## $\kappa$-velo visualisation on simulation

In this notebook we will apply our $\kappa$-velo method to a simulation. More specifically, in this notebook we are interested in the visualisation of the velocities, which is one of the steps in the $\kappa$-velo workflow. You can use this notebook to reproduce figures 1A,B,D and S4A-F. 

In [None]:
### load libraries

# general libraries
import numpy as np

# single cell libraries
import scvelo as scv

# plotting libraries
import matplotlib.pyplot as plt

# dimension reduction libraries
from sklearn.decomposition import PCA
from sklearn.metrics import pairwise_distances
from sklearn.manifold import TSNE
import umap

# other
from scipy.spatial import cKDTree #for projection onto existing t-SNE

# import our own functions
from functions import *
from projection import *
from simulation import *

In [None]:
### set scvelo settings
scv.settings.verbosity = 0 

### Generate simulation data

Here, we generate a simulated dataset that we will use to test $\kappa$-velo's visualisation approach on.
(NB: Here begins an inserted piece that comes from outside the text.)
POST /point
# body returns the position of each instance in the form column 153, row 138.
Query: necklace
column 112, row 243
We use scVelo's function `scvelo.datasets.simulation` to create the simulation. The simulated dataset has 25 genes and 2850 cells with parameters $\alpha$, $\beta$ and $\gamma$ scaled by a scaling factor $\kappa$ between 1 and 15. Finally, we use our function `get_velocity` to calculate the ground truth velocities using the true parameters. 

In [None]:
### set random seed
np.random.seed(3)

### set variables
n_vars, n_obs, t_max, noise_level = 25, 3000, 10, 1
switches = np.arange(.9, 0.999, (.999-.9)/n_vars)
start_t = None

### set parameters alpha, beta gamma
mu = np.array([1, .2, .05])
R = np.array([[1., .2, .2], [.2, 1., .2], [.2, .2, 1.]])
C = np.array([0.2, 0.2, 0.2])[:, None]
cov = C.dot(C.T) * R
alpha, beta, gamma = np.exp(np.random.multivariate_normal(mu, cov, size=n_vars).T)  # multivariate log-normal
beta /= 3
gamma /= 3

### scale genes to different time scales (kappa)
max_kappa = 15
min_kappa = 1
kappa = np.random.uniform(min_kappa, max_kappa, n_vars)
kappa[0:3]=1
alpha, beta, gamma, switches = alpha*kappa, beta*kappa, gamma*kappa, switches

### create simulation dataset
adata = simulation(n_obs=n_obs, t_max=t_max, n_vars=n_vars, noise_level=noise_level, alpha=alpha, beta=beta, gamma=gamma, switches=switches, start_t=start_t)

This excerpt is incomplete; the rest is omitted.